In a press conference in Delhi following the journalist’s death, his wife Babita Pandey denied Pandey was involved with Maoists, and said he had travelled to Nagpur to cover a story, according to reports. Babita Pandey said her husband wrote stories for Hindi newspapers including Nai Dunia, Rastriya Sahara, Dainik Jagran, according to investigative magazine Tehelka. Editors of all three papers denied Pandey worked for them, but Tehelka reported that it was in possession of Pandey’s news clippings published under the name Hemant Pandey.
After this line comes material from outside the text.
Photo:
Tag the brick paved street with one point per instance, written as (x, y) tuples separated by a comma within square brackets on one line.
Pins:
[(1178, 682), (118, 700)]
Police claimed that Pandey was Azad’s colleague. A press release attributed in the press to the Communist Party’s north regional bureau said the reporter was a member, although party leaders called him a journalist in local news reports. The Maoist party issued a statement on July 4 stating that Pandey was only a journalist and was not a member of the group, and raised questions about the authenticity of the previous statement, The Hindu reported. The group added that Pandey was killed by the police in an effort to eliminate any witnesses in the killing. Police have maintained that it was an encounter killing. In India, encounter killings refer to cases where police or armed forces say they were acting in self-defense when a suspect who was unarmed or in custody dies.
In statements, the Indian Journalists’ Union and the Andhra Pradesh Union of Working Journalists raised “serious doubts about the circumstances” of Pandey’s death and demanded an independent inquiry.
In April 2011, the Supreme Court of India ordered an investigation by the Central Bureau of Investigation into the killing of Pandey and Azad. The court was hearing a petition filed by the journalist’s wife, Babita Pandey, and social activist Swami Agnivesh, who claimed this was a “fake encounter killing.”
In a final report submitted to the Supreme Court a year later, the bureau said that the killing was a “real” encounter.
Pandey’s wife was continuing legal efforts to attain justice in 2016, according to The Hindu.